JavaScript/Node.js Implementation

For Node.js environments, here's how to implement JSON extraction with MCP servers:

const { MCPClient } = require('@anthropic/mcp-client');

class JSONExtractor {
  constructor(mcpClient) {
    this.client = mcpClient;
  }

  async extractFromNetworkRequests(url) {
    // Navigate to page
    await this.client.callTool('browser_navigate', { url });

    // Wait for page to load
    await this.client.callTool('browser_wait_for', { time: 2 });

    // Get network requests
    const requests = await this.client.callTool('browser_network_requests', {});

    // Filter and parse JSON responses
    const jsonData = requests
      .filter(req => {
        const contentType = req.response?.headers['content-type'] || '';
        return contentType.includes('application/json');
      })
      .map(req => {
        try {
          return {
            url: req.url,
            data: JSON.parse(req.response.body)
          };
        } catch (e) {
          return null;
        }
      })
      .filter(item => item !== null);

    return jsonData;
  }

  async extractStructuredData(url) {
    // Use WebScraping.AI for structured data extraction
    const result = await this.client.callTool('webscraping_ai_question', {
      url,
      question: 'Extract all structured data from this page and return it as valid JSON'
    });

    try {
      return JSON.parse(result.answer);
    } catch (e) {
      // If not valid JSON, try to extract from markdown code blocks
      const jsonMatch = result.answer.match(/```language-json\n([\s\S]*?)\n```/);
      if (jsonMatch) {
        return JSON.parse(jsonMatch[1]);
      }
      throw new Error('Could not parse JSON from response');
    }
  }

  async extractPageState(url) {
    await this.client.callTool('browser_navigate', { url });

    const state = await this.client.callTool('browser_evaluate', {
      element: 'application state',
      function: `() => {
        // Extract Redux state if available
        if (window.__REDUX_DEVTOOLS_EXTENSION__) {
          return window.__REDUX_DEVTOOLS_EXTENSION__.store.getState();
        }

        // Extract Next.js data
        if (window.__NEXT_DATA__) {
          return window.__NEXT_DATA__;
        }

        // Extract Nuxt.js data
        if (window.__NUXT__) {
          return window.__NUXT__;
        }

        return null;
      }`
    });

    return state;
  }
}

// Usage
(async () => {
  const client = new MCPClient();
  const extractor = new JSONExtractor(client);

  // Extract JSON from different sources
  const networkData = await extractor.extractFromNetworkRequests(
    'https://example.com/products'
  );

  const structuredData = await extractor.extractStructuredData(
    'https://example.com/api-docs'
  );

  const pageState = await extractor.extractPageState(
    'https://app.example.com'
  );

  console.log('Extracted JSON Data:', {
    network: networkData,
    structured: structuredData,
    state: pageState
  });
})();

Advanced JSON Extraction Techniques

Handling Paginated JSON APIs

When dealing with paginated data, you need to extract JSON across multiple requests:

async def extract_paginated_json(base_url: str, max_pages: int = 10):
    all_data = []
    page = 1

    while page <= max_pages:
        # Navigate to paginated URL
        url = f"{base_url}?page={page}"
        await browser_navigate(url=url)

        # Extract JSON from network response
        requests = await browser_network_requests()

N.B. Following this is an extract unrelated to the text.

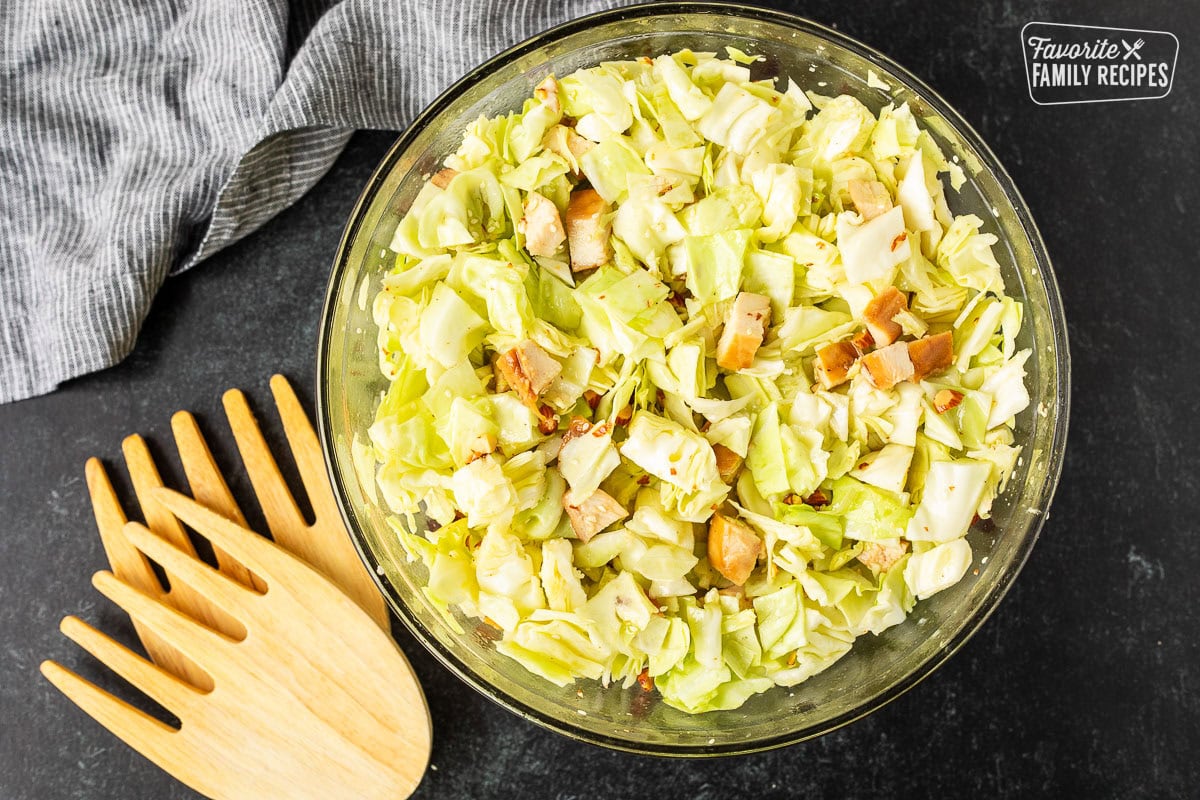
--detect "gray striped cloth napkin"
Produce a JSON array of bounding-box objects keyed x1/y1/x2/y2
[{"x1": 0, "y1": 0, "x2": 620, "y2": 402}]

        json_response = next(
            (req for req in requests if '/api/items' in req['url']),
            None
        )

        if json_response:
            data = json.loads(json_response['response']['body'])
            all_data.extend(data['items'])

            # Check if there's a next page
            if not data.get('has_next'):
                break

        page += 1

    return all_data

Extracting JSON from iFrames

When JSON data is embedded within iframes, similar to handling iframes in Puppeteer, you need a specialized approach:

async function extractJSONFromIframe(iframeSelector) {
  const jsonData = await browser_evaluate({
    element: 'iframe content',
    function: `() => {
      const iframe = document.querySelector('${iframeSelector}');
      const iframeDoc = iframe.contentDocument || iframe.contentWindow.document;

      // Look for JSON in iframe scripts
      const scripts = iframeDoc.querySelectorAll('script[type="application/json"]');
      const data = [];

      scripts.forEach(script => {
        try {
          data.push(JSON.parse(script.textContent));
        } catch (e) {}
      });

      return data;
    }`
  });

  return jsonData;
}

Monitoring and Validating JSON Extraction

To ensure reliable JSON extraction, implement validation and monitoring similar to monitoring network requests:

import jsonschema
from typing import Dict, Any

class JSONValidator:
    def __init__(self, schema: Dict[str, Any]):
        self.schema = schema

    def validate(self, data: Any) -> bool:
        try:
            jsonschema.validate(instance=data, schema=self.schema)
            return True
        except jsonschema.exceptions.ValidationError as e:
            print(f"Validation error: {e.message}")
            return False

    async def extract_and_validate(self, url: str):
        # Extract JSON data
        result = await webscraping_ai_question(
            url=url,
            question="Extract all product data as JSON"
        )

        try:
            data = json.loads(result['answer'])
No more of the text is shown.